Temperature and chemical composition are the critical factors in the PCR process. The requirement to heat the sample to precise temperatures has led to PCR machines with sophisticated heating systems and heavy insulation. Nevertheless, small changes in air circulation and room temperature can throw them out of kilter. Similarly, variations in the chemical composition of the samples can significantly change the temperatures required for the various steps. For example, differences in levels of salts, sugars and alcohols – chemicals often used in sample preparation – all can alter the temperature at which the DNAs attach and dissociate. As a result, technicians must go through an extensive calibration process to optimize the chemicals and cycle temperatures, and then precisely maintain those conditions for each new sample.
Adaptive PCR sidesteps all these variables by relying on the fluorescent L-DNA to determine the ideal cycle temperatures for annealing and denaturing. L-DNA sequences are commercially available. So the first step is to order L-DNA with the same sequence as the right-handed DNA that you want to amplify along with left-handed primers. The L-DNAs are ordered with a fluorescent dye on one strand and a “quencher” on the other strand. The quencher suppresses the fluorescence of the dye. So, as the L-DNA strands separate in the denaturing step, the quencher and dye also separate which causes the fluorescence level in the sample to increase. By analyzing the rate of change of the fluorescent level, a microprocessor can determine when virtually all of the DNA has separated.
Similarly, a dye quencher is attached to the left-handed primers. So as the process moves into the annealing step and the primers attach to the L-DNA strands, the quenchers they carry begin suppressing the fluorescent dye on the L-DNA. This provides a dimming signal that can be analyzed to identify the point when the primers are attached to virtually all the DNA strands. The amount of L-DNA in the sample remains constant from cycle to cycle because it does not participate in the amplification step.
The researchers report that experiments with the prototype system have demonstrated that the technique duplicates the results of conventional PCR machines in controlled conditions and can efficiently amplify DNA under conditions that cause standard PCR to fail. “These advantages have the potential to make PCR-based diagnostics more accessible outside of well-controlled laboratories, such as point-of-care and field settings that lack the resources to accurately control the reaction temperature or perform high quality sample preparation.”

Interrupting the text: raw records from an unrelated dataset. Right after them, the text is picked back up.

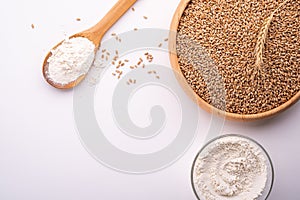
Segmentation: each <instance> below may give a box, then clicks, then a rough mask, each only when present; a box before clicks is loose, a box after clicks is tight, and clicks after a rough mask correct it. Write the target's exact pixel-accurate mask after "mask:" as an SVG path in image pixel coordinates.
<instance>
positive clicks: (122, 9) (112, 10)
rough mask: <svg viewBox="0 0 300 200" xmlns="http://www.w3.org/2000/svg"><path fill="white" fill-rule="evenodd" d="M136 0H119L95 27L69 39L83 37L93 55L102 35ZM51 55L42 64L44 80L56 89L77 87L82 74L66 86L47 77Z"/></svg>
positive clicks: (84, 31) (108, 28)
mask: <svg viewBox="0 0 300 200" xmlns="http://www.w3.org/2000/svg"><path fill="white" fill-rule="evenodd" d="M136 1H137V0H119V1H118V2H117V3H116V4H115V5H114V6H113V8H112V9H111V10H110V11H109V12H108V13H107V14H106V15H105V16H104V18H103V19H102V20H101V21H99V22H98V23H97V24H96V25H95V26H93V27H91V28H89V29H87V30H85V31H82V32H80V33H76V34H74V35H73V36H71V37H70V38H76V37H83V38H87V39H88V40H90V41H91V42H92V43H93V44H94V45H95V50H94V53H95V54H96V51H97V50H98V49H99V46H100V43H101V40H102V38H103V36H104V34H105V33H106V32H107V31H108V30H109V29H110V27H111V26H113V25H114V24H115V23H116V22H117V21H118V20H119V19H120V18H121V17H122V16H123V15H124V14H125V13H126V11H127V10H128V9H129V8H130V7H131V6H132V5H133V4H134V3H135V2H136ZM62 43H63V41H61V42H60V43H58V44H57V45H55V46H54V47H53V48H52V50H54V49H56V48H57V47H59V46H60V45H61V44H62ZM51 55H52V53H51V51H49V53H48V54H47V55H46V57H45V60H44V63H43V69H42V70H43V76H44V79H45V80H46V81H47V82H48V83H49V84H50V85H51V86H53V87H55V88H57V89H71V88H73V87H75V86H77V85H78V84H79V83H80V82H81V81H82V80H83V79H84V78H85V77H86V74H83V75H81V76H79V77H77V78H76V80H74V81H71V82H69V83H67V84H60V83H56V82H54V81H53V80H51V79H50V78H49V77H48V75H47V74H48V70H49V63H48V59H49V58H50V57H51Z"/></svg>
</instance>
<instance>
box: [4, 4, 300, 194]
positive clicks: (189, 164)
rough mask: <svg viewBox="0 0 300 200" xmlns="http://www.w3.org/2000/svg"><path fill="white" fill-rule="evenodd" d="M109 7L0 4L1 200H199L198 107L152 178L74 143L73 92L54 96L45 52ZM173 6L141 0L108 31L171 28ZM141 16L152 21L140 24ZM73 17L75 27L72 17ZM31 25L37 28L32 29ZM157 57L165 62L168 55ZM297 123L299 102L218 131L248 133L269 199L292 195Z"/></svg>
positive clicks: (93, 21)
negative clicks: (131, 170)
mask: <svg viewBox="0 0 300 200" xmlns="http://www.w3.org/2000/svg"><path fill="white" fill-rule="evenodd" d="M115 2H116V0H112V1H105V0H97V1H96V0H85V1H71V0H52V1H36V0H27V1H21V0H11V1H6V2H2V5H1V8H0V25H1V31H0V36H1V37H0V53H1V57H0V58H1V60H0V61H1V66H0V81H1V84H0V90H1V93H2V94H1V99H0V199H1V200H21V199H22V200H24V199H26V200H40V199H44V200H46V199H49V200H66V199H72V200H86V199H88V200H96V199H107V200H117V199H132V200H138V199H146V200H148V199H149V200H150V199H159V200H170V199H172V200H193V199H196V198H195V196H194V194H193V191H192V188H191V185H190V168H191V163H192V161H193V158H194V156H195V155H196V153H197V151H198V150H199V149H200V148H201V146H202V145H203V143H204V138H205V135H206V134H207V132H208V129H209V122H210V119H211V116H210V115H209V114H207V113H206V112H204V111H202V110H200V111H199V115H200V119H199V129H198V132H197V138H196V139H195V141H194V143H193V145H192V146H191V148H190V149H189V150H188V151H187V152H186V154H185V155H184V156H183V157H182V158H181V159H180V160H179V161H178V162H176V163H175V164H174V165H172V166H171V167H169V168H167V169H164V170H162V171H159V172H157V173H153V174H147V175H129V174H123V173H119V172H116V171H113V170H111V169H109V168H106V167H104V166H102V165H101V164H100V163H98V162H97V161H96V160H94V159H93V158H92V157H91V156H90V154H89V153H87V151H86V150H85V149H84V148H83V146H82V145H81V143H80V139H79V137H78V134H77V132H76V128H75V122H74V119H73V99H72V98H73V91H59V90H56V89H54V88H51V87H50V86H49V85H47V84H46V82H45V81H44V80H43V77H42V73H41V66H42V62H43V59H44V56H45V55H46V53H47V51H48V50H49V49H50V48H51V47H52V46H53V45H54V44H56V43H57V42H58V41H60V40H62V39H63V38H64V34H65V33H67V34H71V33H76V32H78V31H81V30H84V29H86V28H88V27H90V26H92V25H93V24H95V23H96V22H97V21H98V20H99V19H101V18H102V17H103V16H104V14H105V13H106V12H107V11H108V10H109V9H110V8H111V7H112V6H113V5H114V3H115ZM178 3H179V0H164V1H162V0H151V1H150V0H140V1H138V2H137V3H136V5H135V6H134V7H135V8H136V12H132V11H130V12H128V13H127V14H126V15H125V16H124V17H123V18H122V19H121V20H120V21H119V22H118V23H117V24H116V25H115V26H114V27H113V28H112V30H111V31H110V33H111V32H117V33H122V32H125V31H128V30H132V29H133V28H134V27H138V28H146V27H147V28H163V29H168V27H169V25H170V22H171V18H172V15H173V13H174V11H175V9H176V7H177V5H178ZM143 15H146V16H148V17H149V19H148V20H144V19H143V17H142V16H143ZM78 17H79V18H81V21H80V22H77V21H76V18H78ZM31 24H34V25H35V29H31ZM107 38H108V36H107V37H105V38H104V39H107ZM161 59H162V62H166V61H167V60H168V57H167V56H166V57H165V58H161ZM156 62H158V63H159V62H160V61H159V60H156ZM108 87H109V86H108ZM103 95H105V94H103ZM140 98H141V97H139V98H137V99H140ZM157 98H159V95H158V97H157ZM177 112H179V111H178V110H176V109H174V113H172V114H171V115H173V116H177V115H179V114H178V113H177ZM97 115H101V113H97ZM137 115H138V116H143V113H139V114H137ZM299 119H300V104H299V103H298V104H296V105H294V106H293V107H292V108H291V109H289V110H288V111H286V112H284V113H283V114H280V115H279V116H277V117H275V118H273V119H269V120H264V121H258V122H251V123H241V122H226V124H225V126H224V128H223V132H226V133H239V134H243V135H247V136H249V137H252V138H254V139H256V140H257V141H258V142H260V143H261V144H262V145H263V146H264V147H265V148H266V149H267V150H268V152H269V154H270V156H271V158H272V160H273V163H274V167H275V184H274V188H273V191H272V194H271V196H270V198H269V199H271V200H282V199H288V200H293V199H297V198H298V194H299V184H298V179H299V178H300V172H299V169H300V161H299V158H300V157H299V153H300V146H299V140H300V131H299V130H300V123H299ZM123 148H126V145H124V144H123Z"/></svg>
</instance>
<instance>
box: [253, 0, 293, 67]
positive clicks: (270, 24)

Vanderbilt University has applied for a patent on adaptive PCR and its representatives are in active discussions with several companies about licensing the technology.
The development was supported in part by the Bill & Melinda Gates Foundation through its Grand Challenges in Global Health Initiative in Diagnostics program and the Vanderbilt-Zambia Network for Innovation in Global Health Technologies (VZ-NIGHT) program funded by the National Institutes of Health.